As heartening as it is to have a president in the White House who sees human-caused climate change as an undeniable fact, Obama and his allies can only do so much and there are countless individuals and corporations who will drag their feet on this issue. There is a very strong possibility that too little will be done too late. Well, the too late part is hard to get around, but everything needs to be done to prevent too little from being done at this late stage of the game.
Case in point: Dutch not-for-profit organization BankTrack launched a new report on March 30 called ‘Meek Principles for a Tough Climate.’ The report made its debut at the start of climate convention negotiations in Bonn, Germany. The report concludes that international commercial banks must all make stronger commitments to avoid financing catastrophic climate change.

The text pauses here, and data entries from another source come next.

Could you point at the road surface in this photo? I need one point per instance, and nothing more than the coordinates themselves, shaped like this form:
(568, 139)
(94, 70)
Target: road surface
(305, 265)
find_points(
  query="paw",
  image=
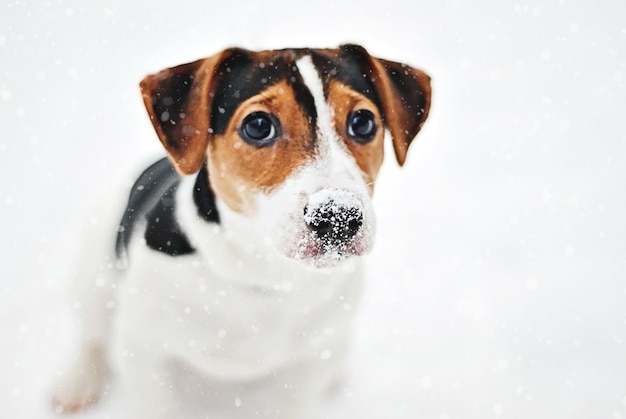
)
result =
(82, 384)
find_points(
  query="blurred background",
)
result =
(498, 285)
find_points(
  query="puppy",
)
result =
(228, 288)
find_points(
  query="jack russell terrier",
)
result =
(238, 299)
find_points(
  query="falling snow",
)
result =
(496, 287)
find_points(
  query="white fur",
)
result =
(241, 328)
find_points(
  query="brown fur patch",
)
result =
(369, 156)
(239, 169)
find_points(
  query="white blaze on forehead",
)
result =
(335, 157)
(313, 81)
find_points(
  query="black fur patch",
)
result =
(152, 198)
(240, 78)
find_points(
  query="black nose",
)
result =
(334, 220)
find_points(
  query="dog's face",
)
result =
(293, 139)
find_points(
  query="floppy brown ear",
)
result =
(404, 93)
(179, 104)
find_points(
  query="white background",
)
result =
(498, 285)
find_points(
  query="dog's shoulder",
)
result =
(152, 206)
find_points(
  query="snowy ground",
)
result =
(498, 287)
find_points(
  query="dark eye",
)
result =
(260, 129)
(361, 126)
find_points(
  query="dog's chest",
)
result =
(188, 310)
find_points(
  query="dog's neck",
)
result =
(238, 247)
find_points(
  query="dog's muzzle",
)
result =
(334, 216)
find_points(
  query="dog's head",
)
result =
(293, 139)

The following is taken directly from the BankTrack website:
The ‘Carbon Principles’ and the ‘Climate Principles’, the only two collective climate initiatives taken so far by banks, are considered to be too focused on accommodating business as usual and therefore inadequate as a response to the urgent challenge posed by accelerating climate change.
The new report analyses in detail what strengths and weaknesses are contained in the two sets of Principles, which were both launched last year.
“BankTrack welcomes the fact that the signatories to the Carbon Principles and the Climate Principles acknowledge that they must do their part in combating climate change. Given the large climate impacts of the finance sector’s role in mobilizing and allocating capital and investment for high carbon activities, there is a compelling need for a robust sector-wide climate safeguard standards and code of conduct for the banking sector.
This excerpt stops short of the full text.